Генерал-губернатор граф П. И. Кутайсов,— Репрессии против политических ссыльных. Инициатор их В. К. Плеве. Смягчение этих репрессий. — Высылка в Якутск Г. А. Фальборка. Он остается в Иркутске. — Волнения в мужской гимназии. Оскорбление действием инспектора. Волнения ликвидируются благополучно. — Я «сажусь» в тюрьму. Меня разыскивают как дезертира

Во время моего четырехмесячного отсутствия произошла смена генерал-губернатора. А. И. Пантелеев был назначен в Государственный совет, а вместо него приехал граф П. И. Кутайсов, бывший военным агентом в Лондоне, а потом нижегородским губернатором. Я не представлялся ему, и особенного желания знакомиться с ним у меня не было. С первого же момента своего приезда он усилил репрессии, и режим по отношению к политическим ссыльным стал невыносимым не столько по отношению к иркутским ссыльным, сколько к ссыльным в Якутске и в захолустье. Из Иркутска он выслал в Якутск горного инженера В. А. Вознесенского, которому при Пантелееве удалось проживать в Иркутске вместо Якутска. В. А. вернулся из Якутска только при Святополк-Мирском. Нужно было представиться Кутайсову, но я оттягивал визит, так как не мог бы умолчать о репрессиях, а это могло отразиться на газете. В. С. Ефремов уговаривал меня пойти к начальству и ничего не говорить с ним о политической ссылке. Многие ссыльные также держались этого мнения, надеясь, что я потом сумею воздействовать на Кутайсова... Я сдался и поехал представляться, но его не оказалось дома или он хворал, не помню. Я расписался в книге и был очень доволен, что мы не встретились. Через день или два он был у меня с ответным визитом и оставил визитную карточку, на которой он написал сожаление о том, «что мы все еще не познакомились».

Через несколько дней после этого визита происходила закладка дома трапезниковского ремесленного учи-

[212]

лища. Я был председателем думской училищной комиссии, то есть на закладке являлся в некотором роде хозяином торжества. Приехали Кутайсовы. Перед ним я извинился, что еще не был у него вторично. После молебна я подал ему доску, где были выгравированы все наши фамилии, и он положил первый кирпич (здание было почти закончено постройкой). Потом я объяснил план, провел гостей по постройке, за завтраком занимал Кутайсову и, между прочим, рассказывал о последней моей поездке за границу. Я произвел на «его сиятельство» благоприятное впечатление, ибо он заметил голове:

—           Очень интересный и милый человек ваш редактор... Нужно ближе познакомиться с ним.

Этикет требовал, чтобы я сделал визит Кутайсовой, так как на закладке я был представлен ей.
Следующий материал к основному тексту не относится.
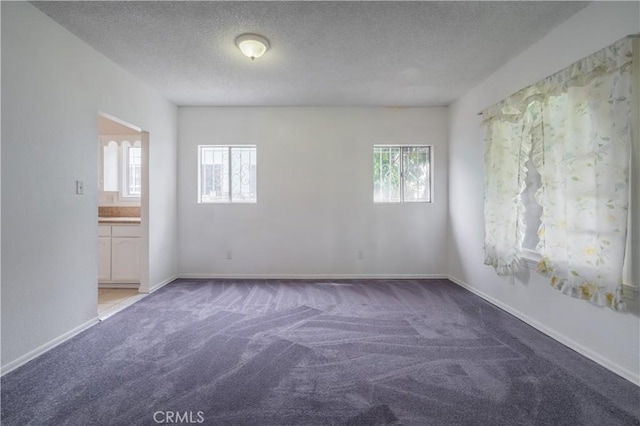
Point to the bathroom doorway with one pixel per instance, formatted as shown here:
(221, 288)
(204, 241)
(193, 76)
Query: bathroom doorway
(122, 228)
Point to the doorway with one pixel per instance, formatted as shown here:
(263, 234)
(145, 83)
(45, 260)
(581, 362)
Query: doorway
(122, 219)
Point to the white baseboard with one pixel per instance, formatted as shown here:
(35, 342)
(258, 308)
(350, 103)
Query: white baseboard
(162, 283)
(615, 368)
(10, 366)
(118, 285)
(314, 276)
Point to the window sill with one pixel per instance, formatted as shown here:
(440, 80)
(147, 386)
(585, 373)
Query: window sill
(530, 259)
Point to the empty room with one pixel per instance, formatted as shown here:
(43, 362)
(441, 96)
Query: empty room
(320, 213)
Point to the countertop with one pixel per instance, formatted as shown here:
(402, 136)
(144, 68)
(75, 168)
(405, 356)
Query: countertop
(118, 220)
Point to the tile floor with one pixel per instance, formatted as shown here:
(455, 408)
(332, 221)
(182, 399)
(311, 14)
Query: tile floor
(112, 300)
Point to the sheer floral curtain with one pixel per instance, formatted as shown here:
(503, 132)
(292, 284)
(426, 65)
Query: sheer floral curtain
(577, 126)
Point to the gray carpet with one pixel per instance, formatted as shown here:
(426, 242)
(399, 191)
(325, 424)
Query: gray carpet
(357, 352)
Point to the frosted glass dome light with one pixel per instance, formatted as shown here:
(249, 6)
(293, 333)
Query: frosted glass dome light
(252, 45)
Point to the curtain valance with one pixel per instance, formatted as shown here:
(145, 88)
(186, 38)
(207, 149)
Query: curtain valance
(574, 128)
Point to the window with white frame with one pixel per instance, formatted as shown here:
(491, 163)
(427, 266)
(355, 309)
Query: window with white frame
(121, 166)
(132, 171)
(401, 174)
(227, 174)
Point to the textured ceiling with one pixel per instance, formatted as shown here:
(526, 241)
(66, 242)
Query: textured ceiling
(322, 53)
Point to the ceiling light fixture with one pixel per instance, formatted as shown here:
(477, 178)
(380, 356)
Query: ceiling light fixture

Эту обязанность выполнил в первый же праздник. Кутайсов пригласил меня «сегодня же приехать к ним обедать запросто вечером «часов в 7». Я обедал у Кутайсовых, а потом мы сидели вдвоем в кабинете П. И., курили, пили кофе и беседовали. Я воспользовался интимной обстановкой (Кутайсов просил называть его не «ваше сиятельство», а П. И.) и задал ему вопрос: для чего понадобилось усиливать репрессии к политической ссылке?
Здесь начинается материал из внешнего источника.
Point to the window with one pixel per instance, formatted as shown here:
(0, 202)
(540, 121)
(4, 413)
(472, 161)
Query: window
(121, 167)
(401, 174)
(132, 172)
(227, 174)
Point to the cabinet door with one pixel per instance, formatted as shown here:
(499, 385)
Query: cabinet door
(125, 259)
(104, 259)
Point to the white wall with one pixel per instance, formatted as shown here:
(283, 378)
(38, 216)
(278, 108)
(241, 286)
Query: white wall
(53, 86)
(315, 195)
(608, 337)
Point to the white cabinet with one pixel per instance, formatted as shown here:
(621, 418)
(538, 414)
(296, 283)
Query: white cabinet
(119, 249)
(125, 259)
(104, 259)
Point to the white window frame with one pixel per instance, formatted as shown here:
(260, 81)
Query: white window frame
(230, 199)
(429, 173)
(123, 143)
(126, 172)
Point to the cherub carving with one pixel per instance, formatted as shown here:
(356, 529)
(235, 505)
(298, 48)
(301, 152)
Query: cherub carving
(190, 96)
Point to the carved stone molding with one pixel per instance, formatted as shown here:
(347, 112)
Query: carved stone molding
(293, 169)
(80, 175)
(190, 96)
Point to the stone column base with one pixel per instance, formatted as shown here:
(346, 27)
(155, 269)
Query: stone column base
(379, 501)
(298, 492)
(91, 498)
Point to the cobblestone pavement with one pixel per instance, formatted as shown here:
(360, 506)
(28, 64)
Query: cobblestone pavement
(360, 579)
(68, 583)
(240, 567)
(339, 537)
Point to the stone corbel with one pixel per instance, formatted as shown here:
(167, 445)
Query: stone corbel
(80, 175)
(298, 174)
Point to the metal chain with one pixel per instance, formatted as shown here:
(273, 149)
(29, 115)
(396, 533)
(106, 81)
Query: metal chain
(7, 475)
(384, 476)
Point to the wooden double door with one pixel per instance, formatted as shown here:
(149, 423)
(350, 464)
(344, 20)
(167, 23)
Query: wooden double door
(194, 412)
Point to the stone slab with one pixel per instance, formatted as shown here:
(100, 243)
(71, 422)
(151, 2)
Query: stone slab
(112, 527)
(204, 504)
—           Это сделал не я,— сказал Кутайсов,— а Плеве прислал для немедленного исполнения циркуляр, и я не имел права не исполнить его.

—           Вы как генерал-губернатор имеете право непосредственного доклада государю и всегда можете объяснить, почему нашли нужным не применять тот или иной циркуляр министра. Между тем усиление репрессий по отношению к ссыльным создает неприязненное отношение к вам не только со стороны ссыльных, но и обывателей, которые уверены, что все репрессии введены по вашей инициативе и Плеве ни при чем. Зачем вам портить эти отношения, да особенно в такое тревожное время, как теперь.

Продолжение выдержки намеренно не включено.